In the wake of last week’s earth-shattering election, solar advocates are trying to discern what a Donald Trump administration will mean for the industry — and the number of conflicting opinions suggest no one really knows.
Roth Capital Partners, a California-based investment firm heavily involved in the cleantech industry released its projections on the future — and they are not good.
“Although the Trump team has indicated to our sources that it has no plans to roll back the ITC extension, our checks suggest the ITC could very well be on the chopping block at some point,” Roth wrote in the “Cleantech & Industrial Growth” of its Roth Cleantech Banking Weekly e-newsletter. “The [Clean Power Plan] is effectively dead. All in, tens of gigawatts of solar demand are at risk.”
Roth also suggested that the solar industry is unlikely to have a significant role in energy strategy going forward, considering (as pv magazine reported last week) that Trump’s advisors are largely utility apologists and fossil-fuel shills.
MJ Shiao, GTM Research’s director of solar research, told pv magazine that no one knows what Trump’s solar policy will be and that whatever the outcome, it doesn’t affect GTM’s immediate outlook on the industry.
“None of this fundamentally changes GTM’s view on the U.S. market,” Shiao said. “Most of the near-term drivers will continue to be rooted in state-level policies, net metering reform and the market conditions overall, including conditions like national installer weakness and rapidly declining module/system prices, among others.”
Shiao highlighted the tariffs on Chinese modules and the Trans-Pacific Partnership (TPP) as issues to watch.
Though he is cautiously optimistic that any new tariffs on Chinese solar equipment (Trump has promised tariffs on imported Chinese goods) wouldn’t affect system prices, a rejection of the TPP could hinder removing existing tariffs.

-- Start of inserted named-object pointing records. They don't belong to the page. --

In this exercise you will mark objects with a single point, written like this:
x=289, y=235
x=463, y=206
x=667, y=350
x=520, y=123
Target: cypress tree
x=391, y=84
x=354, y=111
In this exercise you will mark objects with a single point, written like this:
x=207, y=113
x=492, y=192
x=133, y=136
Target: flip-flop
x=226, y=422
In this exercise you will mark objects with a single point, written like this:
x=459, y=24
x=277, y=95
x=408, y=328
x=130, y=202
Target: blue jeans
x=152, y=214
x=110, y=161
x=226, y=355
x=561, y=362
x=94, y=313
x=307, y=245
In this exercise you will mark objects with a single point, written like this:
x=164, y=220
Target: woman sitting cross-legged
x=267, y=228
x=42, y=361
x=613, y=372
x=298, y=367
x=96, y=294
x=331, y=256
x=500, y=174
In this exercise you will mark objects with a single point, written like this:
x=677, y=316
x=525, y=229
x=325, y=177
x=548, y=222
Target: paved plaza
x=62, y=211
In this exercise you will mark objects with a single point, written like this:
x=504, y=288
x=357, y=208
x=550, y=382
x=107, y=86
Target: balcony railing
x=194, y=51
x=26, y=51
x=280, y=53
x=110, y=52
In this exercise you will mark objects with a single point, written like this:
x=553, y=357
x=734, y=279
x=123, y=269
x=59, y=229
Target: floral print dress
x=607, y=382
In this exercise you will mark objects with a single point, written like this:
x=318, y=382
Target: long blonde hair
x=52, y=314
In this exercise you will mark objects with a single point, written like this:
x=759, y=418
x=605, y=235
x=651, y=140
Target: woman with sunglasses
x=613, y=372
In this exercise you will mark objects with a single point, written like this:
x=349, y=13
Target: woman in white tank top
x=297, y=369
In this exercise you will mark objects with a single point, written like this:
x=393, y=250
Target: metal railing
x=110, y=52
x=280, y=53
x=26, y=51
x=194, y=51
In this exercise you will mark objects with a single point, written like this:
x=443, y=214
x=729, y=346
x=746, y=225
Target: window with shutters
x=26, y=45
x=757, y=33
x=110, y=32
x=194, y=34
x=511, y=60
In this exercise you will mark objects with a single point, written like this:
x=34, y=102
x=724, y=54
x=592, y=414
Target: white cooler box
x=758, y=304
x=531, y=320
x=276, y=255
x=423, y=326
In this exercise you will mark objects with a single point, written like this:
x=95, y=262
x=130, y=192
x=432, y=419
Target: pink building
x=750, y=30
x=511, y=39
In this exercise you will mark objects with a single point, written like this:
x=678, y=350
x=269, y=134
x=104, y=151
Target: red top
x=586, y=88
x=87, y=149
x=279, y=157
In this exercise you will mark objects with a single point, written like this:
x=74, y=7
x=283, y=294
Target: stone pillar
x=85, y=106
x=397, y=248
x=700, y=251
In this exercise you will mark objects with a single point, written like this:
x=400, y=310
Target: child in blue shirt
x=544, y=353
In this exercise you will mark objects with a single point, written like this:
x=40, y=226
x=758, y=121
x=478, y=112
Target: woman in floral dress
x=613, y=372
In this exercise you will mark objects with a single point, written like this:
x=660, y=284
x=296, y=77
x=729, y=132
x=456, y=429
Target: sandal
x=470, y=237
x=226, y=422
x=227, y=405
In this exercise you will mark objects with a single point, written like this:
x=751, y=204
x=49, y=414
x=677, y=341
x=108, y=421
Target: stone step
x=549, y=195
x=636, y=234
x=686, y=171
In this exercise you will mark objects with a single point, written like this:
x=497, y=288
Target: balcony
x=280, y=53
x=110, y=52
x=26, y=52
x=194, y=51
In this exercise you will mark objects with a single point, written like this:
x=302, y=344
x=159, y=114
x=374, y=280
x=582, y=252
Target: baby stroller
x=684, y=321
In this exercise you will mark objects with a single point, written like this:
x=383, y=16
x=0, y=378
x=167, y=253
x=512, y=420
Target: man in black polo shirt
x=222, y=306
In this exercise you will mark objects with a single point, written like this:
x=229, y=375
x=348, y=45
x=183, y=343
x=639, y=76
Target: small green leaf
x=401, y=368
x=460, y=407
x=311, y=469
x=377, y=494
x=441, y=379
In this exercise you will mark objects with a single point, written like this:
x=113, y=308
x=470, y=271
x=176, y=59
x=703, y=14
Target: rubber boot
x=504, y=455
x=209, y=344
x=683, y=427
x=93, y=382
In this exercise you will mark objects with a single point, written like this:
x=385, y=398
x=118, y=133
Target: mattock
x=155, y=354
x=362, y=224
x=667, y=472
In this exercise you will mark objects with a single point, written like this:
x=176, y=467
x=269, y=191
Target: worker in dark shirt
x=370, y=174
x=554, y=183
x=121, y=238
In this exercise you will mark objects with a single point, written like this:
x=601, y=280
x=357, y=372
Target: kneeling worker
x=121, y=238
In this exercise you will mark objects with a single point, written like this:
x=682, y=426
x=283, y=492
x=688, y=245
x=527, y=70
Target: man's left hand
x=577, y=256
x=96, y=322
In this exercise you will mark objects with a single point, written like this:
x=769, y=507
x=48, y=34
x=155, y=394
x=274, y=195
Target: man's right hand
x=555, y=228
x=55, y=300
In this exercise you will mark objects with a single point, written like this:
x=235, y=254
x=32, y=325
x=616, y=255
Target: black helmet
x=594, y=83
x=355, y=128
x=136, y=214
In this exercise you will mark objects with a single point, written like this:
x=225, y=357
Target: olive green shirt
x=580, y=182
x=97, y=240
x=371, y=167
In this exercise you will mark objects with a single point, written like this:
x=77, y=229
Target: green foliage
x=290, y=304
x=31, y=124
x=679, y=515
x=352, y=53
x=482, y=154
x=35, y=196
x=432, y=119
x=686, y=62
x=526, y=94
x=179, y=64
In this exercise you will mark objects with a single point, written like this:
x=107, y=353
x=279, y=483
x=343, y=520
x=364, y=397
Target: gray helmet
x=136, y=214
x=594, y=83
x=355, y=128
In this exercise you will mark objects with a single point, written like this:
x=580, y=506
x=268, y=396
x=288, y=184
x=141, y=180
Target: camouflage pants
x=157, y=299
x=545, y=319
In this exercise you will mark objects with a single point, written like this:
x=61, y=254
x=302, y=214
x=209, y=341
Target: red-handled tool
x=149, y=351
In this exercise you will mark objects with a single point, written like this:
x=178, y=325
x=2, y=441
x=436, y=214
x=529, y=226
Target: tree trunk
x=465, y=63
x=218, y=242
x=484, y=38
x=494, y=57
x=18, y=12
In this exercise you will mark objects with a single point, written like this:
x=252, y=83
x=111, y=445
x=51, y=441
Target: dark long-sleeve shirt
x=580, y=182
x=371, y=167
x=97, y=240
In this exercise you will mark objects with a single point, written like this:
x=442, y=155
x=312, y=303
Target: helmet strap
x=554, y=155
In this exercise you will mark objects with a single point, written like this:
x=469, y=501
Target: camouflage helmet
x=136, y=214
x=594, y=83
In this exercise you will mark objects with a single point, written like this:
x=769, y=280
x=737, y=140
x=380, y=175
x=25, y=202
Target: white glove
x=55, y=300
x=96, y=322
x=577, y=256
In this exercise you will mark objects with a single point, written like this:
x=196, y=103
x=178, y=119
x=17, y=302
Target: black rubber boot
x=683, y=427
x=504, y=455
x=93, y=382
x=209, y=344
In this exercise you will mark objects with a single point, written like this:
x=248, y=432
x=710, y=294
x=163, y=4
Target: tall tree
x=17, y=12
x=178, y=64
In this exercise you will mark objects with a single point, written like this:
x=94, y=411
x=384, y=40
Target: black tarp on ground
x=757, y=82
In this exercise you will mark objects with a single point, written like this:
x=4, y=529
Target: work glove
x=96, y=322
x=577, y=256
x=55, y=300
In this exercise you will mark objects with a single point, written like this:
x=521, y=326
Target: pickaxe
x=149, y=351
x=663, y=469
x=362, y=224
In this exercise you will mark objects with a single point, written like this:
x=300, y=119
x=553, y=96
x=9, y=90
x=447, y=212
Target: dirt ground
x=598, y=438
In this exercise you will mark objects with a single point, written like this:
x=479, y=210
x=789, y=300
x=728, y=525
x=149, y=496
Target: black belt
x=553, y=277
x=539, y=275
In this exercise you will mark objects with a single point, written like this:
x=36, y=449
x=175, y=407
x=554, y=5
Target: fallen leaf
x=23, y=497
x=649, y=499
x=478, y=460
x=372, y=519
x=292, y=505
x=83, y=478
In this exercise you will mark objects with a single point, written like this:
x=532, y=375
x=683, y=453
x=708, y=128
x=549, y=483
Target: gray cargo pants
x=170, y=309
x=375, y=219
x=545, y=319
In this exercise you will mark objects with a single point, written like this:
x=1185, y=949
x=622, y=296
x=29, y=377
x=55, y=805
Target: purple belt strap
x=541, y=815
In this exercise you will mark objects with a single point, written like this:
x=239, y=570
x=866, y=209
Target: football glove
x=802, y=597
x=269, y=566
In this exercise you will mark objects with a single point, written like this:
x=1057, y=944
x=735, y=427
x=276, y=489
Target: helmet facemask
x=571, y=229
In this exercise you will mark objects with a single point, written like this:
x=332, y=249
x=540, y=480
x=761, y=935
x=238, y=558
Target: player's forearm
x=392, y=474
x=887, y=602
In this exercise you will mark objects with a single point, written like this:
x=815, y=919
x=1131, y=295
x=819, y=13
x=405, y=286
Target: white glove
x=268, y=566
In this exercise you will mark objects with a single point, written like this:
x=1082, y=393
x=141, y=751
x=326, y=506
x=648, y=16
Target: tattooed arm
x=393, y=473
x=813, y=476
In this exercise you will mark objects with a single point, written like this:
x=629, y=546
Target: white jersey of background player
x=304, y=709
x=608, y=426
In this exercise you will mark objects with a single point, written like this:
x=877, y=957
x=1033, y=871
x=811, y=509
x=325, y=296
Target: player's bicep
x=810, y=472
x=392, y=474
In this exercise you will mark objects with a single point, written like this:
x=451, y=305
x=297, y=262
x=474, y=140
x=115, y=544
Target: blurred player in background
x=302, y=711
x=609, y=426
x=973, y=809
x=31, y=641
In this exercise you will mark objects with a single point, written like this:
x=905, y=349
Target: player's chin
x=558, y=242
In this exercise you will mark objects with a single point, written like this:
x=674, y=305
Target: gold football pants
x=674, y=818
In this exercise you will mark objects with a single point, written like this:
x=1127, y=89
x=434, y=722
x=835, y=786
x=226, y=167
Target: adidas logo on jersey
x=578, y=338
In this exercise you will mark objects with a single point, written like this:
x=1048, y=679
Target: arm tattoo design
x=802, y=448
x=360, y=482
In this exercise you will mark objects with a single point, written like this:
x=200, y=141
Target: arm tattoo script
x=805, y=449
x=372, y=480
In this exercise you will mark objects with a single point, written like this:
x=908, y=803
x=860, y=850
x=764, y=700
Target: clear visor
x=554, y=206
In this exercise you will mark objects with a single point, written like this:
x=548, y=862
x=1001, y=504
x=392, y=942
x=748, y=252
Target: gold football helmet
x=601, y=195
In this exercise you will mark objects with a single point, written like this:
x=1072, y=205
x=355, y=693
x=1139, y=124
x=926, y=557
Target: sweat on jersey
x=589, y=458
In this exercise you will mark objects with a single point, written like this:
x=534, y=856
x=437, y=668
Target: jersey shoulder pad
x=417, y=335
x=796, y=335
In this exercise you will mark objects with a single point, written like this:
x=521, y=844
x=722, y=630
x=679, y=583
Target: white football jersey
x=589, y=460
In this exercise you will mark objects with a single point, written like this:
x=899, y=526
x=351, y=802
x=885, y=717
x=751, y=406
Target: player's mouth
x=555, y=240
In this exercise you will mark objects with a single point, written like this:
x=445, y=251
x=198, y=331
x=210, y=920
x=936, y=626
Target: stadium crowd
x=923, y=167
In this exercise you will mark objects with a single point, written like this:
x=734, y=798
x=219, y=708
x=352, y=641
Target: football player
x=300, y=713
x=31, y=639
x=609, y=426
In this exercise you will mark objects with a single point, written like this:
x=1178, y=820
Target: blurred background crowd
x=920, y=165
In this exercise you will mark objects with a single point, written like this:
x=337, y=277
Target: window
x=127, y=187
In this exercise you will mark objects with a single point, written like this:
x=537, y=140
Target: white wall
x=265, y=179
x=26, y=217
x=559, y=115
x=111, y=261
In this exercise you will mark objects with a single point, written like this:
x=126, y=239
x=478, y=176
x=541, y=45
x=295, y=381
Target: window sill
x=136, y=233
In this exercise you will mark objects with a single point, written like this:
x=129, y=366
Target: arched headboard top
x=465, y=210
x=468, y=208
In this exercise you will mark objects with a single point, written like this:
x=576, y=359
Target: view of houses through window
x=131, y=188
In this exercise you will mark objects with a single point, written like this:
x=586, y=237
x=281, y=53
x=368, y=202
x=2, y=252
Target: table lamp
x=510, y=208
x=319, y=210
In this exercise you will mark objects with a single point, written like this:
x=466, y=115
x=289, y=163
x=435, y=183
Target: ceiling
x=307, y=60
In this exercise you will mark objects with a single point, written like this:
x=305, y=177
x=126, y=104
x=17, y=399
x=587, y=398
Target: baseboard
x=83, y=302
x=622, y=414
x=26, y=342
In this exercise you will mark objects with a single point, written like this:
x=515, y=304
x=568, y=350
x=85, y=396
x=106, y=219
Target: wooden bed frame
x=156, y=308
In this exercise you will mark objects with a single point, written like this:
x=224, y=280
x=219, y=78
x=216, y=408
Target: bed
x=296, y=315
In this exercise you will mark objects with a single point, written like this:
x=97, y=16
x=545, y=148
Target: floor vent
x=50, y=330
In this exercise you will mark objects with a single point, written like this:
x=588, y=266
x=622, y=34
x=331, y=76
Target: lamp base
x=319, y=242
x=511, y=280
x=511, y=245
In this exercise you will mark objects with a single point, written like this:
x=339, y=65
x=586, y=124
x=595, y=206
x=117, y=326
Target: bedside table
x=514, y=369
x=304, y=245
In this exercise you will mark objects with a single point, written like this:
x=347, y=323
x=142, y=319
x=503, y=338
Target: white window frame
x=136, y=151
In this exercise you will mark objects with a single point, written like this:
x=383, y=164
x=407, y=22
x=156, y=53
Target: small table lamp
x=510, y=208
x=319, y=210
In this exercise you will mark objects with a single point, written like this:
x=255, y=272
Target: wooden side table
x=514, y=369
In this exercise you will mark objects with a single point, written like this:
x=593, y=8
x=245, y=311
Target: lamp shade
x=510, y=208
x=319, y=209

Californians in particular are worried about the long-term effects Trump’s policies could have on its expansive cleantech industries. Ethan Elkind, director of the climate program at the UC Berkeley School of Law, told The Mercury News that the federal government could devastate California industries by limiting or eliminating tax credits that have helped build the state’s cleantech boom.
“California is the fifth largest economy in the world,” Elkind told the paper. “That’s quite a powerful entity to be committed to these climate goals. I don’t think all is lost, but this election is a big setback for climate policy.”
While Roth suggests Trump could eliminate the tax credits to fill the gap created if his goal of cutting corporate tax rates to 15 percent is enacted, alleged campaign insiders say it’s not something at the top of the president-elect’s agenda.
As comforting as such assurances may be to some, the fact that Trump may not get around to eliminating subsidies immediately seems cold comfort for a solar industry concerned after last week’s election results.
The fact that Republicans have majorities in both houses of Congress means fewer checks on any anti-solar legislation Trump wants enacted, as well as providing fertile ground from which anti-solar legislation can easily sprout.
In addition, a Trump appointment to the Supreme Court — likely to happen shortly after he takes office — will almost assuredly be a conservative who may take a dim view on environmental policy, which could mean pro-environmental lawsuits would be dead on arrival. Add to that Trump’s mystifying ignorance on how solar works and where the industry actually is in the space-time continuum, and solar advocates are justified in their concerns.
The Solar Energy Industries Association (SEIA) reiterated its belief that no matter who is in the White House, solar will prevail.
“We will be working with our friends on both sides of the aisle to make sure that this extension stays in place,” said Christopher Mansour, vice president of federal affairs for SEIA, told pv magazine last week.
“We have been in contact before the election with the Trump campaign and the Trump transition team to make sure that they are aware of the important benefits that solar has given to the economy in terms of jobs created, megawatts installed and billions of dollars invested,” he added.
Fortunately, state policies have always been the biggest drivers of solar industry expansion, and increasingly solar is being procured on its economic merits alone, including in states that do not have renewable energy mandates. In fact, state ballot issues Florida, Nevada and Washington last week highlighted state-level policy’s continued importance.